The panel members pulled no punches as they took many aspects of the education system head on, pointed out the flaws in the syllabus and didn’t even spare premier institutes like IIT and IIM. Sonali Shenoy reports

How early should children start learning about their country? This question brought forth tacit reactions from a panel including a life coach, a Deutsche Bank Global Strategist and a Jindal School professor. The hot debate dealt with topics as immense as the Phantom and Tarzan comics that intrinsically convey that black people can do nothing and always need a White man to come to their rescue.

P Kanagasabapathi, a Sastra University professor, who chaired this session, said, “If an ideal management graduate from India was asked about the primary sector of this country, they would still say it is Agriculture, when the truth is the agriculture sector contributes only 14 per cent of the GDP while the service sector contributes over 65 per cent. There is a need for mentoring students with the right perspective.”

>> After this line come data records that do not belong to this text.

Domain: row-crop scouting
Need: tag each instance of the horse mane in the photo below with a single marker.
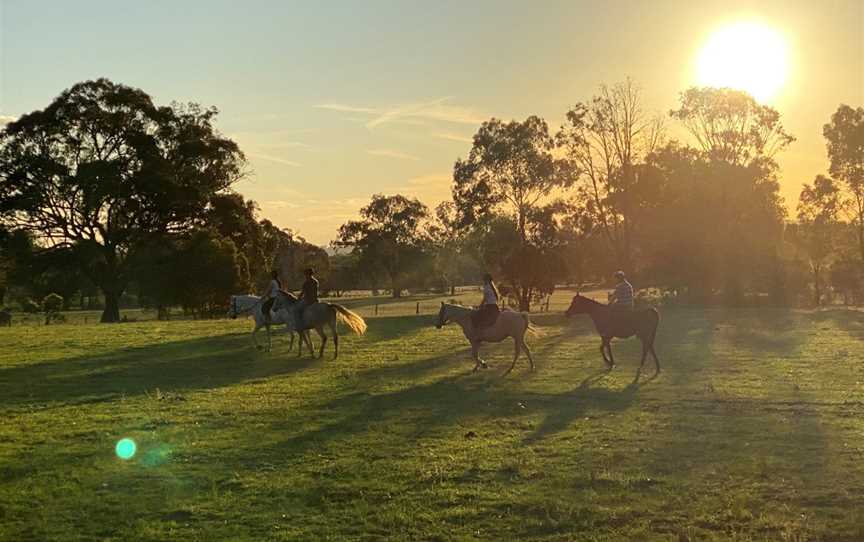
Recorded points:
(593, 302)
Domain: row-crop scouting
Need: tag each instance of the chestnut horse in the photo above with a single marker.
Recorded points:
(610, 323)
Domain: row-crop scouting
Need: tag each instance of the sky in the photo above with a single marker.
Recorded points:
(335, 101)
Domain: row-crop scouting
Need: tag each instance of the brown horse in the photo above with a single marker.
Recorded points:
(508, 324)
(609, 324)
(316, 316)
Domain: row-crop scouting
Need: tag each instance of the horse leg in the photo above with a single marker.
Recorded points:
(309, 343)
(475, 353)
(301, 337)
(609, 349)
(320, 330)
(654, 355)
(335, 337)
(528, 352)
(606, 346)
(603, 351)
(517, 348)
(644, 355)
(255, 337)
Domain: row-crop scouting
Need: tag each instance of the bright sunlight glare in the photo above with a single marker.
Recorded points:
(125, 448)
(746, 56)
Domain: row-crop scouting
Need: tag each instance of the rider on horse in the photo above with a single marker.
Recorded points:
(489, 310)
(271, 296)
(308, 296)
(622, 298)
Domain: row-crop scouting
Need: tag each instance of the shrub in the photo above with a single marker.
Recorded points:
(52, 305)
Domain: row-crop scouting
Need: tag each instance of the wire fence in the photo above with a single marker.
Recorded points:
(367, 306)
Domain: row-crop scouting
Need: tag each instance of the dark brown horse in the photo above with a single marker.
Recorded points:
(610, 324)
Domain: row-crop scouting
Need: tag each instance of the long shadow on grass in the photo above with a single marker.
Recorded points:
(203, 363)
(178, 366)
(417, 411)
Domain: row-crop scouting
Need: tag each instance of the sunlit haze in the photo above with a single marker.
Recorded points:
(746, 56)
(332, 103)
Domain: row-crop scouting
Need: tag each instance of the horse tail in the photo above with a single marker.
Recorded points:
(656, 323)
(530, 328)
(353, 320)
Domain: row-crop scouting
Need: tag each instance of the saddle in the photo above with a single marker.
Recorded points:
(621, 322)
(484, 317)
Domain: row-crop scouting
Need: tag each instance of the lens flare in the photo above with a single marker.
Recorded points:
(125, 448)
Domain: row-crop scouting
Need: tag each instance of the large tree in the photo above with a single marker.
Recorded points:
(845, 139)
(104, 169)
(730, 126)
(606, 140)
(389, 239)
(510, 172)
(819, 206)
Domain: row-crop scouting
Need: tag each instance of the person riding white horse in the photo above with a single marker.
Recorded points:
(272, 295)
(254, 305)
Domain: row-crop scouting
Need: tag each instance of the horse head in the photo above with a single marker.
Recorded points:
(442, 316)
(579, 305)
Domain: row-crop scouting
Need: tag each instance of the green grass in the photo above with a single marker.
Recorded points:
(754, 431)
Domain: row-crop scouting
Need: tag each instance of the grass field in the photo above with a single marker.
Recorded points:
(754, 431)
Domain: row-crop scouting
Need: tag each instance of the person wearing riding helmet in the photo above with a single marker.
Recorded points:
(622, 297)
(271, 296)
(308, 296)
(489, 310)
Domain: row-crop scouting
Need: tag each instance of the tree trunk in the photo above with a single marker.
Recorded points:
(111, 313)
(817, 291)
(524, 296)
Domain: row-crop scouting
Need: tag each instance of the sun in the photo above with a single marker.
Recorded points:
(747, 56)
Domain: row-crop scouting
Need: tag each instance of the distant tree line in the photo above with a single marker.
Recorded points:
(702, 223)
(108, 199)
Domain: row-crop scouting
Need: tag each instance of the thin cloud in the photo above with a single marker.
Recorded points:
(275, 159)
(342, 108)
(280, 204)
(389, 153)
(436, 110)
(285, 145)
(454, 137)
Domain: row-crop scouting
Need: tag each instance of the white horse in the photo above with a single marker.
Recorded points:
(252, 304)
(509, 324)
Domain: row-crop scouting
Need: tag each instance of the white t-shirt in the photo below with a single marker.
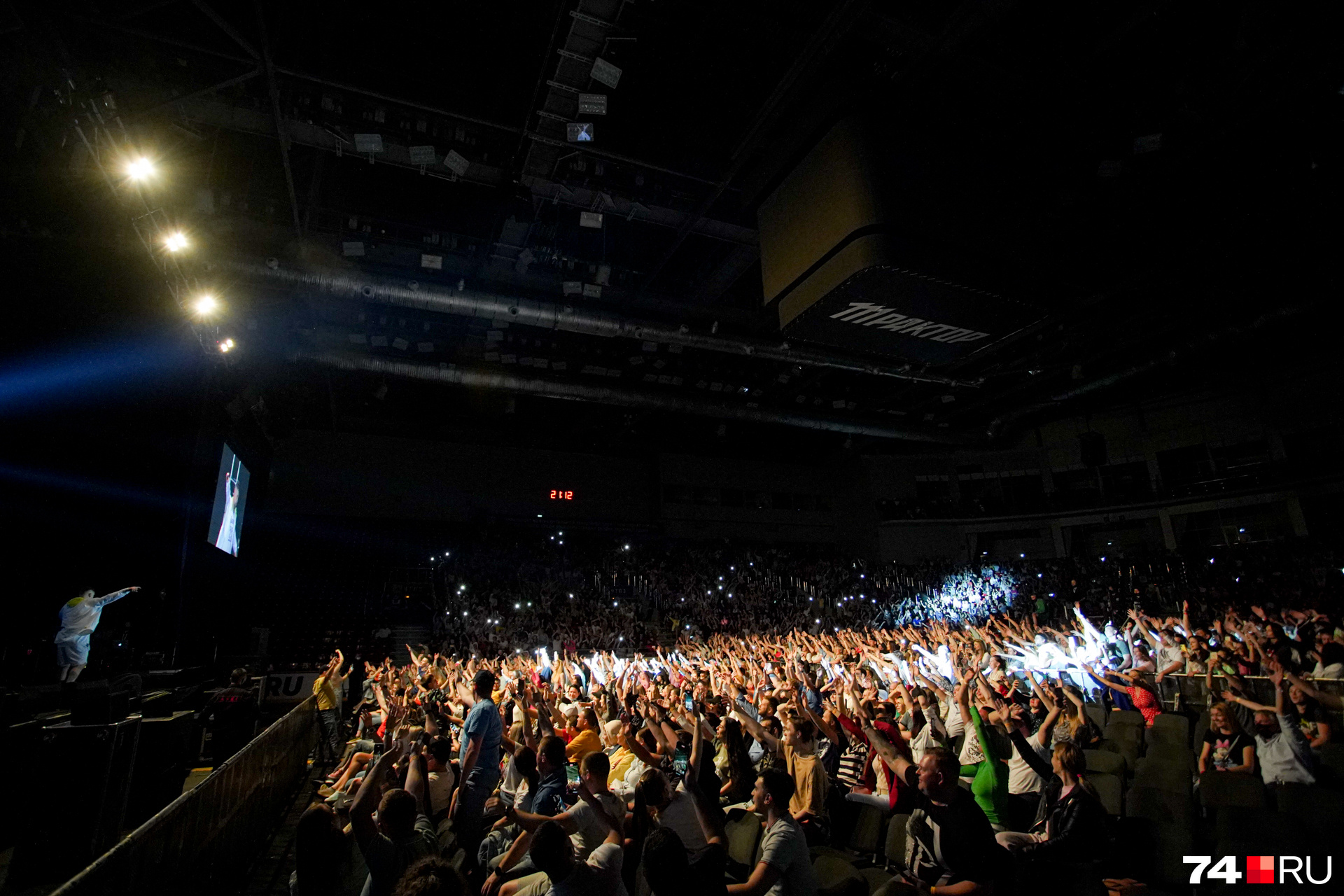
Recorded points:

Deutsche Bank’s Sanjay Sanyal spoke about how most history books are pushing the wrong ideas, “Much of the history books we have today is the history of our foreign invaders and more precisely the history of Delhi. If you are not from this part of the country you would not have heard of the Cholas, the Pandavas and the Vijayanagara Empire.”

According to Sanyal, many historians are too scared to replace the syllabus lest the government will charge them with right-wing bias. 

Laying stress on the debate of freedom of expression, Lata Shenava, life coach and trainer said, “Pick up any Hindi serial and all that you have is a child being molested, a woman being burnt, bonded labour, the Devadasi system. Every parent wants the child to go abroad and not come back.”

‘Nothing Destroys Childhood like IIT and IIM’

Professor Shiv Visvanathan may have been dismissed from four colleges and recently transferred from his latest department of work, but he lives to fight another day. And his message resonated with hundreds of high pressured students at the ThinkEdu Conclave 2016.

“Nothing destroys childhood like an IIT or IIM,” he said, to a roar of applause on Tuesday. The social scientist from Jindal School of Government and Public Policy in Haryana added to more cheers, “Childhood is about invention. As a friend said, our scientists are very good as summarisers, they are not originals. This is the problem with IIT. It teaches convergence, not divergence.”

The need of the hour is for teachers to introduce a sense of playfulness in their methods, he said.

He also pointed out that waiting a decade for government approvals to change a syllabus was not the way and perhaps it was time for a child to offer some perspective. “We need a child to tell the BJP emperor that he has no clothes.” Criticising the government for taking the joy out of learning, he said, “Childhood is a time of invention or joy. And I don’t see any joy in IIT or Mr Modi.”

Diversity over uniformity

Speaking for diversity over uniformity, Visvanathan said inventive thinking can hardly be encouraged when the focus is to get one and only one ‘correct’ answer in a pre-board exam, rather than explore the possibilities. “Science is about invention, new theories, new possibilities - and what we have are government programmes and official professors destroying this dream,” he added.